Advertising value equivalency (or AVE) is one of those things I’d read about, and even written about a bit, but had never seen in the wild. I’m sure I’ve been complicit in many a PR scheme, though no publicist has ever asked me for my publication’s ad rate. The fact that it’s happening in 2010 is mindblowing. PR, after all, is on the way up. Among the constant reminders that we live in a media-made world are the facts that Britain’s new prime minister is a former PR executive and more and more corporate activity seems to be judged by the amount of PR — or earned media — it gets. That goes double for the corporate activity known as advertising.

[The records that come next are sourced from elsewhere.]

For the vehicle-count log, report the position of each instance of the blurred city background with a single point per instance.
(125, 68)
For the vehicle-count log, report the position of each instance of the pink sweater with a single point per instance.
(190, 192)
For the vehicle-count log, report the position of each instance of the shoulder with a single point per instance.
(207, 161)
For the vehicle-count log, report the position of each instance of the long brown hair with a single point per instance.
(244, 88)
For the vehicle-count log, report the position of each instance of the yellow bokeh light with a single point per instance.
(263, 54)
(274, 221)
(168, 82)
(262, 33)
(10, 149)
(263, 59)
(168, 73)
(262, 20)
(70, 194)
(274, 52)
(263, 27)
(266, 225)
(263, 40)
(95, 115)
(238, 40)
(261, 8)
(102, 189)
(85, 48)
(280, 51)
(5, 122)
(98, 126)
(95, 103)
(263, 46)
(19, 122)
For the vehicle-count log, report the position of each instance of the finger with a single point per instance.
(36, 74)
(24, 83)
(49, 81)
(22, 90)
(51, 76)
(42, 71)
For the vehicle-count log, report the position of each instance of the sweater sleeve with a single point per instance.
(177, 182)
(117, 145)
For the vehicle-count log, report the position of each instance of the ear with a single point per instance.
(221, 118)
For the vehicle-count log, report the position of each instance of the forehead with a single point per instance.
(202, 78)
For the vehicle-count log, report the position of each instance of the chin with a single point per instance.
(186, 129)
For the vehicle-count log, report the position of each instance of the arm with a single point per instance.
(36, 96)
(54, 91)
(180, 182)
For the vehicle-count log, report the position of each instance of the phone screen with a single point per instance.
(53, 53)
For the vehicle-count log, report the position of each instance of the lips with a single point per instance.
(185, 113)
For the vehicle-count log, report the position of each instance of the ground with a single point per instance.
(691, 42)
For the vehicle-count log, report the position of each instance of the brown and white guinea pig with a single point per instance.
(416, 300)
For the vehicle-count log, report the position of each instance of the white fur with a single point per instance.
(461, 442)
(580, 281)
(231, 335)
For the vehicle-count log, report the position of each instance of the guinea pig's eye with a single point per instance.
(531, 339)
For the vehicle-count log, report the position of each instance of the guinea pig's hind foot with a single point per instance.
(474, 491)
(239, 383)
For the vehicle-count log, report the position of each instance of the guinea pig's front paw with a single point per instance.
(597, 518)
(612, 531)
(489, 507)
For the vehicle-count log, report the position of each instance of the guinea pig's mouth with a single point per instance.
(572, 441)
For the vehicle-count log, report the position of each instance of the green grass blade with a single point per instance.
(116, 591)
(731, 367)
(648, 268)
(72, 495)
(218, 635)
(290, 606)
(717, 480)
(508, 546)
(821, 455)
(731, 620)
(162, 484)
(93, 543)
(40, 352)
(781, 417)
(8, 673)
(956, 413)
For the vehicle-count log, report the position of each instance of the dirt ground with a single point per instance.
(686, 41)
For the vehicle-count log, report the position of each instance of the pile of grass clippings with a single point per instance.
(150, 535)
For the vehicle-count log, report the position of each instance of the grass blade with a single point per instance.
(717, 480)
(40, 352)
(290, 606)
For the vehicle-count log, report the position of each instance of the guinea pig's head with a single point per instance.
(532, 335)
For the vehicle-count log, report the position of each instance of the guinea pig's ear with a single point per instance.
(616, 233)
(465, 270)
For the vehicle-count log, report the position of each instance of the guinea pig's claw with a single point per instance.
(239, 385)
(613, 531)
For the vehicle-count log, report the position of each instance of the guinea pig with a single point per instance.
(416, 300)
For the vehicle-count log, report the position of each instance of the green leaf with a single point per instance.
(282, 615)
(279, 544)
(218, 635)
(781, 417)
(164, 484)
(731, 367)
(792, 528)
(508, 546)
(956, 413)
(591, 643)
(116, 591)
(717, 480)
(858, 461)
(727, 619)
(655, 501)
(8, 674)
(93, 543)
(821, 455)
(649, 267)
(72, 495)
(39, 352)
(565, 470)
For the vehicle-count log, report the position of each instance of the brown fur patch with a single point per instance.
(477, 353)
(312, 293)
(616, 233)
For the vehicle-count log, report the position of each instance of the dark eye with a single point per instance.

So to try and develop a correlation between the two just seems strange, all the more so when you look under the hood of ad equivalency. How the metric is applied varies wildly, but it’s generally based on a simple concept: What would news coverage have cost if it were purchased as an ad buy of comparable space (or time.) For years, the metric’s had PR people measuring column space in newspaper clippings mentioning their clients, counting seconds of TV news broadcasts, and, now, guesstimating online impressions in an effort to determine a reach. That reach is then multiplied by ad rates plucked from media kits. It doesn’t matter for the sake of the exercise that in practice those rates get discounted in negotiation. As you can imagine, this kind of conjuring results in inflation that Zimbabwe would look at in awe.